OutlookThis all paints a picture where HPC in the cloud is almost entirely self-driven. Cloud providers are paying researchers to develop infrastructure and tools for a demand that doesn't exist. They are giving away compute time, and even then, the published scientific output from the cloud is so scarce that, after several days of scouring journals, I have found virtually no published science that acknowledges compute time on a cloud platform. There are a huge amount of frameworks and hypothesized use cases, but the only case studies I could find in a domain science are rooted in private companies developing and marketing a product using cloud-based infrastructure.
Ultimately, HPC in the cloud is just not here. There's a lot of talk, a lot of tools, and a lot of development, but there just isn't a lot of science coming out. Cloud computing is ultimately a business model, and it is extremely attractive as a business model to a business. However, it is not a magical new paradigm-shifting, disruptive, or whatever else technology for science, and serious studies commissioned to objectively consider cloud-HPC have consistently come back with overall negative outlooks.
The technology is rapidly changing, and I firmly believe that the performance gap is slowly closing. I've been involved with the performance testing of some pretty advanced technologies aimed at exactly this, and the real-world application performance (which I would like to write up and share online sometime) looks really promising. The idea of being able to deploy a "virtual appliance" for turn-key HPC in a virtualized environment is very appealing. Remember, though, that everything that is virtual is not necessarily cloud.
The benefits of the cloud over a dedicated supercomputing platform which supports VMs do not add up. Yes, cloud can be cheap, but supercomputing is free. Between the U.S. Department of Energy and the National Science Foundation, there already exists an open high-performance computing ecosystem and cyberinfrastructure with capability, capacity, and ease of use that outstrips Amazon and Azure. The collaborations, scientific expertise, and technological knowhow are already all in one place. User support is free and unlimited, whereas cloud platforms provide none of that.

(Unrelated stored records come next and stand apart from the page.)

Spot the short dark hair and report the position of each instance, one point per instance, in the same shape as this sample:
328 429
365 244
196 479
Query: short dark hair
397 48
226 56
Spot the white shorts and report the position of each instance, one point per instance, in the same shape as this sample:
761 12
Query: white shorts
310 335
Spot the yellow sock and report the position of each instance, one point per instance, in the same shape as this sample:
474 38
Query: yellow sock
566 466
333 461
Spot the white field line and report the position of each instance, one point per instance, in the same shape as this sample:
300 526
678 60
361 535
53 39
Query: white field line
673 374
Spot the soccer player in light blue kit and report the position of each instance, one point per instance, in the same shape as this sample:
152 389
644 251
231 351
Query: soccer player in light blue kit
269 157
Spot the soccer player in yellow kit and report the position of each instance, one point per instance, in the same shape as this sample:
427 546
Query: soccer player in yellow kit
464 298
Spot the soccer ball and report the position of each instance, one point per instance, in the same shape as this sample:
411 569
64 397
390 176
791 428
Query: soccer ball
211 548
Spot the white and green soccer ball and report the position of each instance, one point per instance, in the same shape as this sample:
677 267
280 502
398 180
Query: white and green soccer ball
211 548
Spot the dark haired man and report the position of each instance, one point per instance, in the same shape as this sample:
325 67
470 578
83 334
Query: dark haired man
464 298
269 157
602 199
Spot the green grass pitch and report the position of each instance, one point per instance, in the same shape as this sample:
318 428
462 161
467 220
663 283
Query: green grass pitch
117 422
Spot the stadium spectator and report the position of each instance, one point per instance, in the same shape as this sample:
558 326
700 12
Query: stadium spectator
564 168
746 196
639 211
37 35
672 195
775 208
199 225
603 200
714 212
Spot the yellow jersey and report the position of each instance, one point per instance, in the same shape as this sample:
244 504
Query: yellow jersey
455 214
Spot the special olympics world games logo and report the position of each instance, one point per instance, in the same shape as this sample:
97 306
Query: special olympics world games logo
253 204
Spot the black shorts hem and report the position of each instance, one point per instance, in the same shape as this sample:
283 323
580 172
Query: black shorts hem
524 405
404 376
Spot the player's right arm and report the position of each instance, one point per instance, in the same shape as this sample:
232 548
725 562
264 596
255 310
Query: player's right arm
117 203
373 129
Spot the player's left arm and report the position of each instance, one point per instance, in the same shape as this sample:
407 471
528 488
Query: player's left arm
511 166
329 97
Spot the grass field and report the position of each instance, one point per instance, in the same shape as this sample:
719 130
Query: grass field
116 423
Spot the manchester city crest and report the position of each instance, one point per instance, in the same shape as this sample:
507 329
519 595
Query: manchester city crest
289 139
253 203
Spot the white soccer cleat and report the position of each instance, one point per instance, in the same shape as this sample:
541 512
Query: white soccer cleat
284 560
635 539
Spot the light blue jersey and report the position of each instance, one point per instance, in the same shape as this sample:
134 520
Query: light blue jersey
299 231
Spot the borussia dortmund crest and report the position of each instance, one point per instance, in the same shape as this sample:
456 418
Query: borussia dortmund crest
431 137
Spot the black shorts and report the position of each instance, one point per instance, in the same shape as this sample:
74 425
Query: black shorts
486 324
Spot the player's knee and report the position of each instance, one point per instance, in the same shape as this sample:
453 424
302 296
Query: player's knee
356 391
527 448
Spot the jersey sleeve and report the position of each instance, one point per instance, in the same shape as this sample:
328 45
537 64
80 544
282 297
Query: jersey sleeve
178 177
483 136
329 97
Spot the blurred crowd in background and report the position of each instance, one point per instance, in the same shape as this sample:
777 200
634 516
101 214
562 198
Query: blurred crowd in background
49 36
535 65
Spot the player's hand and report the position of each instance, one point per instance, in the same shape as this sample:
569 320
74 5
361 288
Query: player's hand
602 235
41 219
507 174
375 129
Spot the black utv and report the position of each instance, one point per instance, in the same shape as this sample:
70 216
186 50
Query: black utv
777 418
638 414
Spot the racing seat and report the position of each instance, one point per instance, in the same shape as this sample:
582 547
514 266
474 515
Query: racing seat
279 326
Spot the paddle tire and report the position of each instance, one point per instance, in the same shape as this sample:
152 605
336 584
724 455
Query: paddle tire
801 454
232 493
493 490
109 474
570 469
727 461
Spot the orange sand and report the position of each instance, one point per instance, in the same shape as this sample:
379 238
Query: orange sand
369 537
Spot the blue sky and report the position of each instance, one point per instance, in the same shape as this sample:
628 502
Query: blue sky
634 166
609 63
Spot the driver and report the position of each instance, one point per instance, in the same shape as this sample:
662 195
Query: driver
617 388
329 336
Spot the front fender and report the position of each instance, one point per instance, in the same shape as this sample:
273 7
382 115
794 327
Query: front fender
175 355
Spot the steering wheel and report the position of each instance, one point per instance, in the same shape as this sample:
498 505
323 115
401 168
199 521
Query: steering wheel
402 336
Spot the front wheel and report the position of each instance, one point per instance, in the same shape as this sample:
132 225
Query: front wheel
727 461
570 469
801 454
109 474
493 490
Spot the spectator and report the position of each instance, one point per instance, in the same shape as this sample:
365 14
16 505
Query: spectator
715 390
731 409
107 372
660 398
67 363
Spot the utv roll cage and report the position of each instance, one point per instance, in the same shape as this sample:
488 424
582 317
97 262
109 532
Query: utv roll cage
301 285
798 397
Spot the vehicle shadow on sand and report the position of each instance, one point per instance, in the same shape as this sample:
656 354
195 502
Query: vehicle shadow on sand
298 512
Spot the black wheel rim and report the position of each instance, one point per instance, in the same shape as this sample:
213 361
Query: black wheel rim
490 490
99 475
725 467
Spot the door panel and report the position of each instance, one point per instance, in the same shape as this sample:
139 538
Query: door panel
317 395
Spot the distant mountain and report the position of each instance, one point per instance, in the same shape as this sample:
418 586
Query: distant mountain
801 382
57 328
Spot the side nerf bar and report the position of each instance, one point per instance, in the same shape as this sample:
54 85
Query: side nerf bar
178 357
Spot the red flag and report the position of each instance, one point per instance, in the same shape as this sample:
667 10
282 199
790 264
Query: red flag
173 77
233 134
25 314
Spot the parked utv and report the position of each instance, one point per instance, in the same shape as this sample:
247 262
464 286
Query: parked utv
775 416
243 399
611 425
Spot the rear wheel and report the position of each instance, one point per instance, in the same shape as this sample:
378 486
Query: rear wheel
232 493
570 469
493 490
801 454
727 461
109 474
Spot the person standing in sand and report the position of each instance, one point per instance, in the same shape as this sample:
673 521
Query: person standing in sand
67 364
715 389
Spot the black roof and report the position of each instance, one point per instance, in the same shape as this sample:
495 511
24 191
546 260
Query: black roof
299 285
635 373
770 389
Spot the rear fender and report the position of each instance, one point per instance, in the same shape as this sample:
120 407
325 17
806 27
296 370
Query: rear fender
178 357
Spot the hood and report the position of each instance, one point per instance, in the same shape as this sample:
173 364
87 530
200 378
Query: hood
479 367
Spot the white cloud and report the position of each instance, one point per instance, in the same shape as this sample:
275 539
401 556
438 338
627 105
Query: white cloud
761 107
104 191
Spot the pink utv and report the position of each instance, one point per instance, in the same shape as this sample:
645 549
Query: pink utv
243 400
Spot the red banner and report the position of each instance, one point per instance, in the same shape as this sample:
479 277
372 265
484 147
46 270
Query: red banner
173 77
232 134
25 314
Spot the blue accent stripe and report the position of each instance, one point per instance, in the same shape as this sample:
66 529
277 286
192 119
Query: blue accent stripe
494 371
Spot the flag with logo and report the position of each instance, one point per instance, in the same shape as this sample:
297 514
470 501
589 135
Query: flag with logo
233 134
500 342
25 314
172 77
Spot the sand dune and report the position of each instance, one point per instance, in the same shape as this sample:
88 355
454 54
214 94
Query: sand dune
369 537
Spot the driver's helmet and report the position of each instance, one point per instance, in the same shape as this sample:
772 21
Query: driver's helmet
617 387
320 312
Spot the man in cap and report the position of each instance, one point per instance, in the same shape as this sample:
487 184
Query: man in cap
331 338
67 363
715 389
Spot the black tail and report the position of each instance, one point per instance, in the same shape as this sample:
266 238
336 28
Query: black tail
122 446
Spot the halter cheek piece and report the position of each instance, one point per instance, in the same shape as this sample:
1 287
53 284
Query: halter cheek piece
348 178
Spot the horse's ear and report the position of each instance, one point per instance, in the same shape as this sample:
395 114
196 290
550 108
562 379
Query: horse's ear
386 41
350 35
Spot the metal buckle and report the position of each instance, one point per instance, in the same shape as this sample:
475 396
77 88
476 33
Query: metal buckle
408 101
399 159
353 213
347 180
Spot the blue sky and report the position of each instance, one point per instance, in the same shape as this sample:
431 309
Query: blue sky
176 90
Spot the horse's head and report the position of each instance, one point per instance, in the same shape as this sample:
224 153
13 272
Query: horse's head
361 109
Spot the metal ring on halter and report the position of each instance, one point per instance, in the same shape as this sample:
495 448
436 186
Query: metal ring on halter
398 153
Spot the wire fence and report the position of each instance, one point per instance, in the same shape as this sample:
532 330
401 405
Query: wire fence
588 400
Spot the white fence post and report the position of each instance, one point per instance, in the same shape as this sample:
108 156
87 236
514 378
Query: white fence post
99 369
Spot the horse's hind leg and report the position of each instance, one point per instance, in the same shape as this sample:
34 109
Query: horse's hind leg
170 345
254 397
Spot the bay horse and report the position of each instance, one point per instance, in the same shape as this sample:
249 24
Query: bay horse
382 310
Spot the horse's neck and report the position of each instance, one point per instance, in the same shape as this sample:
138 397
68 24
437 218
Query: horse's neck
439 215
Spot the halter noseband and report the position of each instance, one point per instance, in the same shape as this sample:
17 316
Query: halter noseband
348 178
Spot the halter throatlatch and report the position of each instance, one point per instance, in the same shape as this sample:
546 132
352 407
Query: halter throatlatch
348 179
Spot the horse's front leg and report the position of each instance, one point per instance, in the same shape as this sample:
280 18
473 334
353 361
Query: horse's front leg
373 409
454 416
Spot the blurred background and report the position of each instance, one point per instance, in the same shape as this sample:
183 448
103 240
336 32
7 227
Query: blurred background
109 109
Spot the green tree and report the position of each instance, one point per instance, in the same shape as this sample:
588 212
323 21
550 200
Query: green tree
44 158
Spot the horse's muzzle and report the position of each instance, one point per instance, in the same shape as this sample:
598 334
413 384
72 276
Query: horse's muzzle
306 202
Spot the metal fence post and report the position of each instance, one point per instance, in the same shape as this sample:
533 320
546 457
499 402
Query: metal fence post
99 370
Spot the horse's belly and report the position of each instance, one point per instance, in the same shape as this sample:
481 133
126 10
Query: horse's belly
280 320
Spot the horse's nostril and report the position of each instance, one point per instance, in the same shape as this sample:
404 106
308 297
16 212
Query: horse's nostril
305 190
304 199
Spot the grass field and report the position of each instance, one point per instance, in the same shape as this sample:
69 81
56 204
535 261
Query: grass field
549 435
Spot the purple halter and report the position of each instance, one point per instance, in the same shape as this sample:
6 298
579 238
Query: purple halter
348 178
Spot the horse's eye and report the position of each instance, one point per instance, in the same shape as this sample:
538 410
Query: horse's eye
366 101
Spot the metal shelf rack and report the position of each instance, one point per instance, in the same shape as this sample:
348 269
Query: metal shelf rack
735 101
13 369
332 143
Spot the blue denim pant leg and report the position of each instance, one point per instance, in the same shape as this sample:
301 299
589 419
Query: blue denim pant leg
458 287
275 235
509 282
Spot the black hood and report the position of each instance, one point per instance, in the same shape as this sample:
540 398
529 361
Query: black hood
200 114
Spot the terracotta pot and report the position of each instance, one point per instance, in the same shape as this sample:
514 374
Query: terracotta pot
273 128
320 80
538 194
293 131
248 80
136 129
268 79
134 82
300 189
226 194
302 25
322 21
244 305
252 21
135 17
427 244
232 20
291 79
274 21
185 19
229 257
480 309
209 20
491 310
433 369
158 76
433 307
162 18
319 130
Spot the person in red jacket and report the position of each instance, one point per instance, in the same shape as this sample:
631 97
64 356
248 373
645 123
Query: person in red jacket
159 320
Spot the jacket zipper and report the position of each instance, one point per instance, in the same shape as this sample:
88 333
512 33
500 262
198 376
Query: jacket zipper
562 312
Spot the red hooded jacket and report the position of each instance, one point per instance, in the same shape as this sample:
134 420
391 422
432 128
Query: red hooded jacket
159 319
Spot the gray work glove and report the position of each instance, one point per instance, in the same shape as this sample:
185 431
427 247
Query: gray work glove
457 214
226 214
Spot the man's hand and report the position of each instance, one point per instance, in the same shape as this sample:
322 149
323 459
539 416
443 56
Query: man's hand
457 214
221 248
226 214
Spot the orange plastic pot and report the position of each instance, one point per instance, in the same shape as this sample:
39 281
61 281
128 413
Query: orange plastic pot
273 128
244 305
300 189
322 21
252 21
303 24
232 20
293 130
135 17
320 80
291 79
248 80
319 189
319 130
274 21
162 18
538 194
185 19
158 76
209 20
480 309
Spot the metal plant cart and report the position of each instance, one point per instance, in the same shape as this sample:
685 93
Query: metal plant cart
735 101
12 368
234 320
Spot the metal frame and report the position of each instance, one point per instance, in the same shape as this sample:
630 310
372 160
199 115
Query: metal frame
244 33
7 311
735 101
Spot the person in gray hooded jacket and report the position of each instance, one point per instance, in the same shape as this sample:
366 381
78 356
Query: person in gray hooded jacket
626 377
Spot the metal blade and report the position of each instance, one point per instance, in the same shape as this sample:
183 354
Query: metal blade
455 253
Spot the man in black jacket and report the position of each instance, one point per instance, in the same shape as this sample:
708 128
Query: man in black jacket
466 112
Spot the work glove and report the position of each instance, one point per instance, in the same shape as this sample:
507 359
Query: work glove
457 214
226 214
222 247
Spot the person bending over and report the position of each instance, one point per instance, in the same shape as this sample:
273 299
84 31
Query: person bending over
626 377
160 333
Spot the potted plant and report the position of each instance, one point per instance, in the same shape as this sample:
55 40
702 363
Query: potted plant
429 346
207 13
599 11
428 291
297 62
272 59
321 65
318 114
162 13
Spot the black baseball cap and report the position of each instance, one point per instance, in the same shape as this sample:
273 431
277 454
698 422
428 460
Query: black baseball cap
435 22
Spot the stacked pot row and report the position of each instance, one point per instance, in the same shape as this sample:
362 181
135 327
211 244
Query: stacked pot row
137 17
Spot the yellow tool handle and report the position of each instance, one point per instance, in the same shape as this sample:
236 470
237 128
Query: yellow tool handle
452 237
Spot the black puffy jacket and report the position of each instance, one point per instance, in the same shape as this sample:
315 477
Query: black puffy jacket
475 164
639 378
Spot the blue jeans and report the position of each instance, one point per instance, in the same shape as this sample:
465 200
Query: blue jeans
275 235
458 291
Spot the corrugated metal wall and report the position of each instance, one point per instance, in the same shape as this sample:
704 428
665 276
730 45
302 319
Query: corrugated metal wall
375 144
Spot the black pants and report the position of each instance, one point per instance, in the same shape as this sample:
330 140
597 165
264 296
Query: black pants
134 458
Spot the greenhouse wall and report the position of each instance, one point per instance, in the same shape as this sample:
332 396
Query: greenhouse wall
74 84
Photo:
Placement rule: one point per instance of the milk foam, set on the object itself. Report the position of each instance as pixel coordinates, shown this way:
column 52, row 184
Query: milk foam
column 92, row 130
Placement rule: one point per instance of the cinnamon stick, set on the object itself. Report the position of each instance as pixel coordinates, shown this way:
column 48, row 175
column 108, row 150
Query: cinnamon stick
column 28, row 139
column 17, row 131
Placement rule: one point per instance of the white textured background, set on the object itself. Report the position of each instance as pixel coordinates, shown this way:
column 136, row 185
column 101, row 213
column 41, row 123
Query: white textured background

Turning to the cloud for HPC just doesn't make a lot of sense, and the facts and demonstrated use cases back that up. If I haven't beaten the dead horse by this point, I've got another set of notes I've prepared from another in-depth assessment of HPC in the cloud. If the above survey (which is admittedly limited in scope) doesn't prove my point, I'd be happy to provide more.
Now let's wait until July 1 to see if the National Science Foundation's interpretation of the survey is anywhere close to mine.